By Janice Fioravante
Hedge funds used to sell themselves on reputation and returns. But even the most sterling of the former and awe-inspiring of the latter isn’t likely to cut it in a world where the watchwords are liquidity, risk and transparency.
It used to be that if you created a good product and had good, consistent returns, money would find you,” Larry Smith, chief investment officer at Third Wave Global Investors, said. “Not in 2010.”
In the post-Madoff hedge fund world, “everyone’s a criminal” in the eyes of investors, according to Anthony Scaramucci of SkyBridge Capital.
“Investors were expecting absolute return and non-correlation versus equity—non-beta,” Chris Hannon, director of institutional sales at GAM USA, said at the recent State of the Hedge Fund Industry conference, organized by FINalternatives and Capital Markets Consortium. “These days, clients want to know about operations and investor due diligence.”
Hedge funds have traditionally been loathe to deal in such specifics, earning the industry a well-deserved reputation for secrecy. And in the past, they’ve had the leverage to withhold information, as investors were loathe to part ways with star managers over a little thing like lack of transparency. No more. Investors—particularly the increasingly important institutional investors, led by public pension plans—aren’t taking “no” for an answer.
“If you won’t play, you are simply cutting yourself off,” Bruce Ruehl, principal of advisory services at consulting firm Aksia, said. “Investors today not only want to meet the principal manager and several other leading strategists. They want to eyeball the performance analytics on names in your portfolio.”
“We’re seeing a permanent change in investors’ mindsets,” Hannon added.
Another important factor is openness with regulators. Investors want to see that a manager has nothing to hide from the Securities and Exchange Commission. “Every hedge fund manager should be SEC registered,” even though it isn’t required—yet, Gena Lovett, founder of fund of hedge funds firm Little Wolf Capital, said.
Investors want something else, as well: to pay less. “2010 has brought a break in the upward creep of from 2 and 20 across the board in 2008,” Ruehl said. And that’s especially true for funds of hedge funds, rumors of whose “demise” are “premature,” according to Ruehl.
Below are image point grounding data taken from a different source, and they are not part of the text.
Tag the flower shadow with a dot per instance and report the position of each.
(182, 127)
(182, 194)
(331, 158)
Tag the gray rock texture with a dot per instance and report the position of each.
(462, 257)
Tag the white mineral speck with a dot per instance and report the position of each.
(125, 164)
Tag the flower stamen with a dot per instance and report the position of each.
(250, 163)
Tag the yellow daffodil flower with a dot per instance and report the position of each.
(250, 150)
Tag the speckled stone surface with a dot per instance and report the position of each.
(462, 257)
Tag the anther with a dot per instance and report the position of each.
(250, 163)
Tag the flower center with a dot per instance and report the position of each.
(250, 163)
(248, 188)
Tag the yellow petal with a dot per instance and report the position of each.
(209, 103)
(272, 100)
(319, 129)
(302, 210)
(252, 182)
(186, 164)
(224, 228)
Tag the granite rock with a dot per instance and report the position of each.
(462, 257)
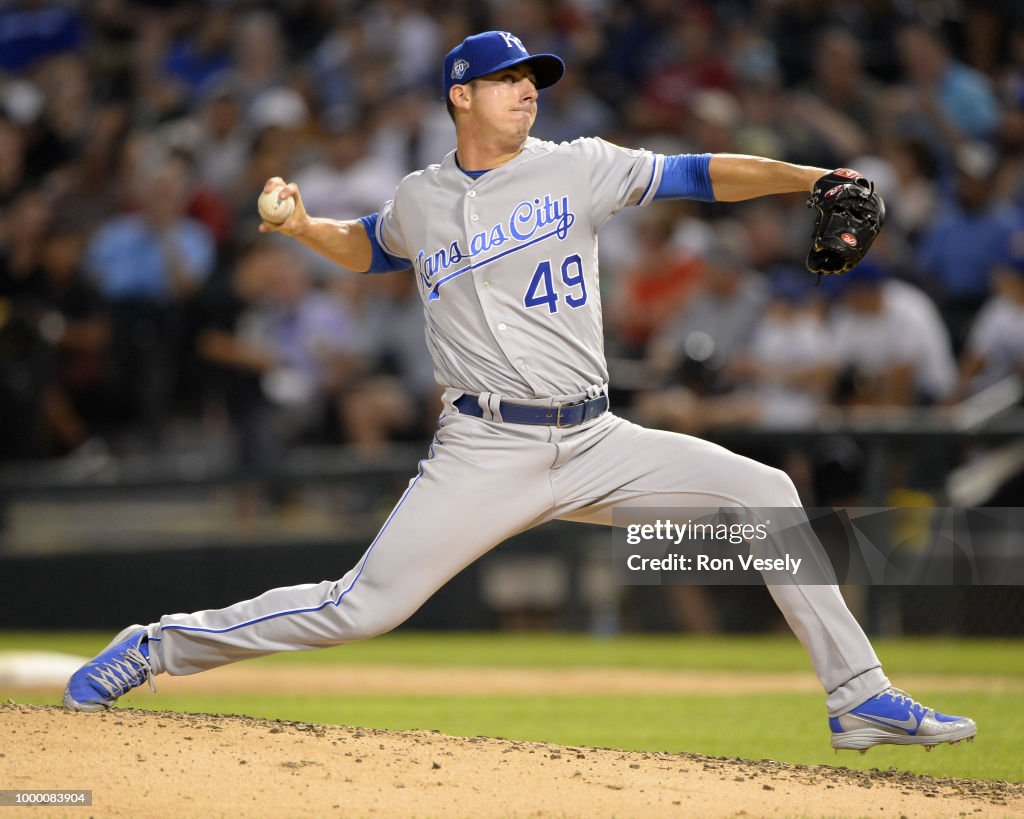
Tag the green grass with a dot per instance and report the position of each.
(762, 653)
(786, 727)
“Along with liquid underlying instruments, more reasonable fee structures are in vogue,” Third Wave’s Smith said. “Any new launch is offering much lower management fees of under 1% with a lot of carry.”
The brave new world for hedge funds is also increasingly hard on smaller hedge funds. There are signs that a greatly anticipated consolidation of the industry is beginning. What’s more, some smaller managers are calling it quits as the bulk of new money flows into larger hedge funds.
“It’s not a meritocracy,” Eric Rosenfeld, CEO of Crescendo Partners, said.
“A smaller manager may be the best in class,” Alan Glatt of placement firm Protocol Capital Management said. “But,” if you want to raise any money, “you are going to have to operate as if you are larger.”
One way to do so is to use top-notch servicer providers, according to Concept Capital’s Rob Davis.
“It’s possible to have the same advantages as the larger firms in using the mini- and micro-primes, which these days are very competent and offer as comprehensive services as the big-name larger brokerages,” he said.
“Remember that Madoff used no-name service providers, so if you use as your prime broker any name that is well-known and safe, you’re ahead of the curve,” said Daniel Solomon, president of Lyford Group International. And smaller firms may have no choice but to turn to well-known mini-primes. “The top tier-brokers don’t really want the smallest firms,” he said.
“You have to display that your fund has what [institutional investors] are looking for,” said Nan Mead, vice president of client development at fund of funds firm IAM Research, the New York subsidiary of London-based International Asset Management. These things include a stable team, a well thought-out due diligence questionnaire, audited financials from a reasonably well-known accounting firm, and the ability to build a top-notch back office.